Виолетта ещё некоторое время внимательно меня рассматривала, потом тяжело вздохнула, сползла ногами на пол и медленно вернулась на место:
— Я рада, что нашла такого друга.
— И я очень рад.
— Ты будешь думать обо мне?
— Да, конечно. Знаешь…
Щёлкнул замок, и дверь неожиданно распахнулась. Неожиданно, мгновение поколебавшись, Ада бросилась ко мне на шею, заливаясь слезами и причитая:
— Выздоравливай, любимый. Мы очень ждём тебя дома и хотим, чтобы всё опять было по-старому. Ладно? Пообещай!
Я молча смотрел через плечо женщины на две застывшие фигуры. Виолетта была откровенно изумлена таким быстрым перевоплощением, что однозначно читалось на её бледном лице. Константин Игнатьевич стоял у двери, и что-то нехорошее было в его улыбке. Видимо, камеры тут всё же присутствовали, и он всё знал, даже если и не мог слышать. Что теперь случится с Адой и Виолеттой, которые, кажется, вырвали меня из совсем запутанной неопределённости, вдохнув уверенность и даже смысл жизни? Мне оставалось только надеяться, что всё не так плохо, как кажется.
Потом доктор любезно проводил гостей из комнаты, а за мной чуть позже зашёл санитар, сопроводивший до палаты. Но, несмотря на то что я привычно улёгся на кровать и попытался изобразить апатию, внутри меня всё ликовало и требовало немедленных действий. Значит, странности продолжаются и всё опять вовсе не так просто, как кажется. Я попытался припомнить мельчайшие детали нашего разговора с Виолеттой, которые буквально звенели у меня в голове, словно звуки музыки в слабых динамиках. Что-то начинало теперь формироваться, расти внутри, и я почувствовал даже какой-то томящий азарт — всё внутри загудело, призывая к действию. Наверное, это заняло какое-то время, так как вернул меня к реальности уже освободившийся Константин Игнатьевич, мягко постучавший пальцем по плечу и изобразивший сочувственную улыбку:
— Простите, я наболтал вчера немного лишнего и выдал желаемое за действительное…
— О чём вы?
— Я, как обещал, сразу же связался с вашей супругой, но они сейчас в отъезде и смогут навестить вас не раньше следующей недели. Прошу прощения, вы же наверняка их очень ждали именно сегодня…
— То есть как это? — кажется, мой рот открылся в изумлении, но лицо врача было непроницаемым.
— Извините, если расстроил.
— Так мы же буквально только что виделись!
— Виноват, повторите ещё раз.
— Я говорю, что я только что расстался со своей женой и дочкой! — практически закричал я.

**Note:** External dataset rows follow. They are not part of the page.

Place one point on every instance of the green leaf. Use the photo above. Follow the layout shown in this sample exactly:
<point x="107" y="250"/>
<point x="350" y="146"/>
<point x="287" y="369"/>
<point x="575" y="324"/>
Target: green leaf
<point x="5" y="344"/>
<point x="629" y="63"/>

— Ну-ну, потише. Я вас прекрасно слышу и попрошу сейчас сестру вам кое-что дать. Видимо, ваше состояние ещё не настолько хорошее, как мне казалось…
— И что это значит?
— Всего лишь то, что вы продолжаете выдавать желаемое за действительное, как с теми выстрелами. Заверяю вас, что никто сегодня к вам не приходил и ваша семья отсюда далеко.
— Ну это уж слишком… — воскликнул я и вскочил, желая добраться и разорвать человека, который мало того что держит меня взаперти, словно какого-нибудь опасного сумасшедшего, так ещё и так нагло лжёт прямо в лицо.
Из-за двери мгновенно показалось двое санитаров, словно они специально ожидали чего-то подобного. Меня мгновенно скрутили, водрузили на кровать и вскоре окружающее растворилось в приятном забытье, которое, как оказалось, оборвалось утром следующего дня, когда, открыв глаза, я опять увидел рядом с собой Константина Игнатьевича.
— Ну, как ваши дела? — неожиданно весело поинтересовался он, как будто вчера между нами ничего и не произошло.
— Если можно так выразиться, хорошо. Вот если бы только вы не стали говорить то, чего не было, вообще было бы замечательно! — стараясь сдерживаться, ответил я.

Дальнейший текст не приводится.